Whether it is bringing intensivist care to a critically ill patient, providing therapy sessions to patients in rural areas, or delivering the expertise of hospitalists, telemedicine technology is likely to play an ever-increasing role in healthcare. Dr. Hammack believes telemedicine will be used more and more as care providers and administrators find the right balance between technology and touch.

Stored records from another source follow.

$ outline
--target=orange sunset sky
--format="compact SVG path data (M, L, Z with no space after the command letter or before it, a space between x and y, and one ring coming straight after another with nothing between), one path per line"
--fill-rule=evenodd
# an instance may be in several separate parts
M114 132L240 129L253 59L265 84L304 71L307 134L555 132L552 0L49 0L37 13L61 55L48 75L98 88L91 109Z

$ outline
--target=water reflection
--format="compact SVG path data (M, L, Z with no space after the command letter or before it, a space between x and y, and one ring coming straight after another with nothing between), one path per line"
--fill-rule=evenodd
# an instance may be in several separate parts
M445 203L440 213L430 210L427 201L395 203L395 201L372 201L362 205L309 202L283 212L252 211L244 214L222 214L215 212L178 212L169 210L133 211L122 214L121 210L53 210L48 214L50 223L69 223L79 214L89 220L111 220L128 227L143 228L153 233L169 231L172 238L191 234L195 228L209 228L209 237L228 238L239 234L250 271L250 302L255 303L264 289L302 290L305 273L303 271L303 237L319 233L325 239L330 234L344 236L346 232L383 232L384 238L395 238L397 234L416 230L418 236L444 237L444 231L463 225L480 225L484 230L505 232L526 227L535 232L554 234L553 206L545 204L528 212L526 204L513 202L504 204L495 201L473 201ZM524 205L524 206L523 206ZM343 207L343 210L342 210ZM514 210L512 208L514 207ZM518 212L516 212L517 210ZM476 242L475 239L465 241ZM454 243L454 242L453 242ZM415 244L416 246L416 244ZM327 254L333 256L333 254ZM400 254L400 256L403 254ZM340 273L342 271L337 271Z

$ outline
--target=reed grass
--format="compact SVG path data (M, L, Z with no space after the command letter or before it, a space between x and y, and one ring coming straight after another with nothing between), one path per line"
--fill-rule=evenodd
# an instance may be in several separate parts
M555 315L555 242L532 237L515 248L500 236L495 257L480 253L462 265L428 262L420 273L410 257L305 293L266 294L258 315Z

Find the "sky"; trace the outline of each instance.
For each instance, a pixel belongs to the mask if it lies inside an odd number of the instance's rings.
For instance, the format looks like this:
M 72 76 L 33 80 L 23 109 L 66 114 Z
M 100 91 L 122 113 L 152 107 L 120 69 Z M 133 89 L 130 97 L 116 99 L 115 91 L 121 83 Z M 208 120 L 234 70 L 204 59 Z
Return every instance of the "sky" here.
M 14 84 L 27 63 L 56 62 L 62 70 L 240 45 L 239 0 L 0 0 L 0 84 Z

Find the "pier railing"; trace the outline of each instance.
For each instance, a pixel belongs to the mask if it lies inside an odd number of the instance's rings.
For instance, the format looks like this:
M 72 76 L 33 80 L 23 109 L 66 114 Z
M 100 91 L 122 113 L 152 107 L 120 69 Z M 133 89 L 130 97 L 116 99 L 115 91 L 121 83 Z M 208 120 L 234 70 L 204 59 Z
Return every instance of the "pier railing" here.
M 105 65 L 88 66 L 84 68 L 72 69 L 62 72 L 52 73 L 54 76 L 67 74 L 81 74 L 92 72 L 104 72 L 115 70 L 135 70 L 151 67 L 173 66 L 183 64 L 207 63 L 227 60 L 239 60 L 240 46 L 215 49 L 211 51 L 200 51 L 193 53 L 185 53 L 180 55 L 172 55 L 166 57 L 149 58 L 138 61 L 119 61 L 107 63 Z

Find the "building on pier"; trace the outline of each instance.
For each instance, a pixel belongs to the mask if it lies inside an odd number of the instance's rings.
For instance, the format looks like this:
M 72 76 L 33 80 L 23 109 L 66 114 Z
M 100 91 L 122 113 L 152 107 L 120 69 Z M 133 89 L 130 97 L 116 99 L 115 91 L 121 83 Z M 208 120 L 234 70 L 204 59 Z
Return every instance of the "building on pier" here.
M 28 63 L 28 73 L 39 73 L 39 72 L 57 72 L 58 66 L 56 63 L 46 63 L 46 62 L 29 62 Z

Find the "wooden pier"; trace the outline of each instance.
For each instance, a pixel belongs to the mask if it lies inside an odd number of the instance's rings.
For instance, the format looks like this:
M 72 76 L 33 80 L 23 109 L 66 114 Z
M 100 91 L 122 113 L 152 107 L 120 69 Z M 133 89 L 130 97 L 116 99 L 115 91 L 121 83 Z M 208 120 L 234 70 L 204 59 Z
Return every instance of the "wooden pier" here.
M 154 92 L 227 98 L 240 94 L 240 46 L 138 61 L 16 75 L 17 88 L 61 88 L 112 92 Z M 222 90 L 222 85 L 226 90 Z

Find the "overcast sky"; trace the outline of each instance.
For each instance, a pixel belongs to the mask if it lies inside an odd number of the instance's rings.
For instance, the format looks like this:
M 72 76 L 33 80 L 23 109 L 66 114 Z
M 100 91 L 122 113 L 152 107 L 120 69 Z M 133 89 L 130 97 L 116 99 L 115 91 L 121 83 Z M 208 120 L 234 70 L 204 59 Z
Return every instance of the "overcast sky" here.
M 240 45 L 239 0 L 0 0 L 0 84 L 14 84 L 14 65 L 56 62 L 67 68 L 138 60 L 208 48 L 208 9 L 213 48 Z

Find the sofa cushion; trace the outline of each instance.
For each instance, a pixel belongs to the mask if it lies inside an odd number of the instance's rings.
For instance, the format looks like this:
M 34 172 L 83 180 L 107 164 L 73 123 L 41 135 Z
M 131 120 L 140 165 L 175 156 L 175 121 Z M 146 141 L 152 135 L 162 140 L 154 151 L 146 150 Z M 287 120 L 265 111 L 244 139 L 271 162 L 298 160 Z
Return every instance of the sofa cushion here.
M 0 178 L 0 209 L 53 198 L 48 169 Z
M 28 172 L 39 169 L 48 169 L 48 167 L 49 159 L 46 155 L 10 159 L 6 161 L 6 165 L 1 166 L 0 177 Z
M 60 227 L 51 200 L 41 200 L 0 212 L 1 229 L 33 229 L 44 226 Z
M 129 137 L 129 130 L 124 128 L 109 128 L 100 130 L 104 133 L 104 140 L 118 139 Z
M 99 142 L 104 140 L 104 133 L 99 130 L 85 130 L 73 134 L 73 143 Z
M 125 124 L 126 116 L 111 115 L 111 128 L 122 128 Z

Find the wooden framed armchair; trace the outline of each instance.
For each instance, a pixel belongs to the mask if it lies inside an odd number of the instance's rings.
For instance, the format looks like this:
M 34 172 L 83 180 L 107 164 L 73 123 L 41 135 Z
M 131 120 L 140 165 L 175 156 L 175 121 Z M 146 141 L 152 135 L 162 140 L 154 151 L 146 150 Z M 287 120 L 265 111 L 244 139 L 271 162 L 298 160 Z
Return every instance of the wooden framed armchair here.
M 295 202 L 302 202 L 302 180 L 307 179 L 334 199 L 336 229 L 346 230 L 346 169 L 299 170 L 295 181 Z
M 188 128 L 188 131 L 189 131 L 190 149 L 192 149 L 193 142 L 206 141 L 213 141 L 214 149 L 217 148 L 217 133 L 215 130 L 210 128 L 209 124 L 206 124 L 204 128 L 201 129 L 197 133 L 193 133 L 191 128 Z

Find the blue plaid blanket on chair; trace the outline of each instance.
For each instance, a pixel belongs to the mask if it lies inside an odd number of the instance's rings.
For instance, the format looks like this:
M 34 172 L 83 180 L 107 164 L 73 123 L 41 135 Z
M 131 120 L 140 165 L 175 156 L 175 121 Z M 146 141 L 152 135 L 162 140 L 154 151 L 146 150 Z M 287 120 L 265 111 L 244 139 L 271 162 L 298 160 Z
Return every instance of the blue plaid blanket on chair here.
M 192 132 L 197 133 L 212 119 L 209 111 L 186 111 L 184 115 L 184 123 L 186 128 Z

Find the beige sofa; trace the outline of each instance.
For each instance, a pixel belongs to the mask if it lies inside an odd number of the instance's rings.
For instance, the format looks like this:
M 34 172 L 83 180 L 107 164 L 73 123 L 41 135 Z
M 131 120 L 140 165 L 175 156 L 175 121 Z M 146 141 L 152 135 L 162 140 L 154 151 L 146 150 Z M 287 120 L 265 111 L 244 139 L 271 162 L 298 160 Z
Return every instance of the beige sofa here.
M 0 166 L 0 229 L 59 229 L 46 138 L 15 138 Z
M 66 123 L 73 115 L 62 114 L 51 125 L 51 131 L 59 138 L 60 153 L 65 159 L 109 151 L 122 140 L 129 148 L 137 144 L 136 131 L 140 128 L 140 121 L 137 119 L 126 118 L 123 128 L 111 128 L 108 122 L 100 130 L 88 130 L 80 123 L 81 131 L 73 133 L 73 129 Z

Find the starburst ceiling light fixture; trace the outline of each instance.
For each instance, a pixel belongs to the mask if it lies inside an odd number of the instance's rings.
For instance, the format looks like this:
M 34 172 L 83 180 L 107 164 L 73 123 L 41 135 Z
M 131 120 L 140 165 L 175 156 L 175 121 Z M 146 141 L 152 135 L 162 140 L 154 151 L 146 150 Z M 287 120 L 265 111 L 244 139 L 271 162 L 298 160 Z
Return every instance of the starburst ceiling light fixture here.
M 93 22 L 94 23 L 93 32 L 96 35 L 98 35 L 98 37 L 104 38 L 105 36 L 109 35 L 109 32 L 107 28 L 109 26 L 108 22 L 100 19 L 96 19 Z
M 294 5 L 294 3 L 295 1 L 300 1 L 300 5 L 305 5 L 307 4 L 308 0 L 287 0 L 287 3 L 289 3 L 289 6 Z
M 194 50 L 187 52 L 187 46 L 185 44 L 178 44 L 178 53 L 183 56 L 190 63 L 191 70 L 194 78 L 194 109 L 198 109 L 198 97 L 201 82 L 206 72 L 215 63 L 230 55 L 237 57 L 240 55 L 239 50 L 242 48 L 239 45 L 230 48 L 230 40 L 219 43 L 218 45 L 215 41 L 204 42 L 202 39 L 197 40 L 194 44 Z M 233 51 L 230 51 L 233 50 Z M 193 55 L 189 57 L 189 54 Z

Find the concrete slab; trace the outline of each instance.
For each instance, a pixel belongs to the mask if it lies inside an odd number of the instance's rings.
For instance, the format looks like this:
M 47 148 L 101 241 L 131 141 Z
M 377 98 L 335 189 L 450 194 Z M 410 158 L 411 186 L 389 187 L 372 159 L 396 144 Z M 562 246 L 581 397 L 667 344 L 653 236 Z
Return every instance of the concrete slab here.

“It can be difficult to figure out how telemedicine can fit into the way hospitals do things. But it can fit in and does so very well. Technologies like these have the promise to provide support and result in better quality of care for patients,” he says.

Donya Hengehold is freelance medical journalist.

References

  1. Angus DC, Kelley MA, Schmitz RJ, et al. Current and projected workforce requirements for care of the critically ill and patients with pulmonary disease. JAMA. 2000 Dec 6;284(21):2762-2770. Comment in JAMA. 2001 Feb 28;285(8):1016-1017; author reply 1018. JAMA. 2001 Feb 28;285(8):1017-1018.
  2. Breslow MJ, Rosenfeld BA, Doerfler M, et al. Effect of a multiple-site intensive care unit telemedicine program on clinical and economic outcomes: an alternative paradigm for intensivist staffing. Crit Care Med. 2004 Jan;32(1):31-38. Erratum in: Crit Care Med. 2004 Jul;32(7):1632.Comment in: Crit Care Med. 2004 Jan;32(1):287-288. Crit Care Med. 2004 Jan;32(1):288-290.
  3. Vespa PM, Miller C, Hu X, et al. Intensive care unit robotic telepresence facilitates rapid physician response to unstable patients and decreased cost in neurointensive care. Surg Neurol. 2007 April;67(4):331-337.